Article III The following acts shall be punishable:
(a) Genocide;
(b) Conspiracy to commit genocide;
(c) Direct and public incitement to commit genocide;
(d) Attempt to commit genocide;
(e) Complicity in genocide.
This reworked definition would radically alter the meaning of genocide such that it could account for broader systemic forms of violence which result not from specific individuals but from broader material conditions. It would also allow us to understand genocide through a framework that is not purely biological in nature. This in turn would allow us to account for cultural destruction as a broader aspect of genocide. Given these modifications, this definition of genocide would have obvious political utility for a progressive political project. If we return briefly to the claims made by Newsome-Bass, we can see a concrete utility to this definition. Newsome-Bass’ accusations of genocide would be vindicated under this modified definition, allowing the concept of genocide to be employed by those organizers and revolutionaries struggling to overcome the conditions which produce genocidal violence.
While this reworked definition of genocide allows us to conceptualize genocide in a more productive manner, it does not resolve all of the broader problems with the Genocide Convention. The Convention and the UN on the whole were and are still dominated by imperialist powers. Whatever definitions we may come up with lack actual weight and power as a result of this reality. As such, this alternative definition is perhaps most useful for clarifying the problems with the Genocide Convention and the liberal view of international law which assumes that genocide can best be combatted through institutions such as the UN. The insufficiency of the Convention’s definition is made more clear through this alternative definition. This allows us to point to the need for a broader struggle against capitalism and imperialism in order to combat genocide. If an alternative definition of genocide is to ever have the force of law behind it, we must first transcend the limits of bourgeois law and legal institutions through a broader struggle against capitalist rule. Hopefully, this alternative definition can help us understand the necessity of this broader struggle and the task of combatting imperialism.

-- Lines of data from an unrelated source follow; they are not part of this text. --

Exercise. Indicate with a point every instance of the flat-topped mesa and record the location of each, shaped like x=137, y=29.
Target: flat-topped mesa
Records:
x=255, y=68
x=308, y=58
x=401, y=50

This task is of political importance inasmuch as it is inextricable from the broader political task of proletarian revolution. As Marxists, we must undertake an analysis of genocide defined not on the terms of imperialist powers like the United States but on the terms of the masses who have suffered under the weight of capitalism and colonialism. We must insist on a solution to genocidal violence not found in the hands of impotent international institutions which are ultimately subservient to those same imperialist powers. Instead we must insist on a solution that begins with developing the power of the masses to fight for their own justice, absent reliance upon any international bourgeois court. We must develop a view of genocide which does not toss out the arguments put forward by Bree Newsome Bass, but instead demands reparations and restitution for the genocidal legacy of American slavery and anti-Black racism. Such a view of genocide understands responsibility to lie not simply with a small handful of criminals but with a system that consistently and repeatedly produces the conditions for genocide to occur. Our new view of genocide must be a proletarian and anti-colonial view, and it can only be theorized and put into practice through the struggle of the masses against the capitalists and imperialists.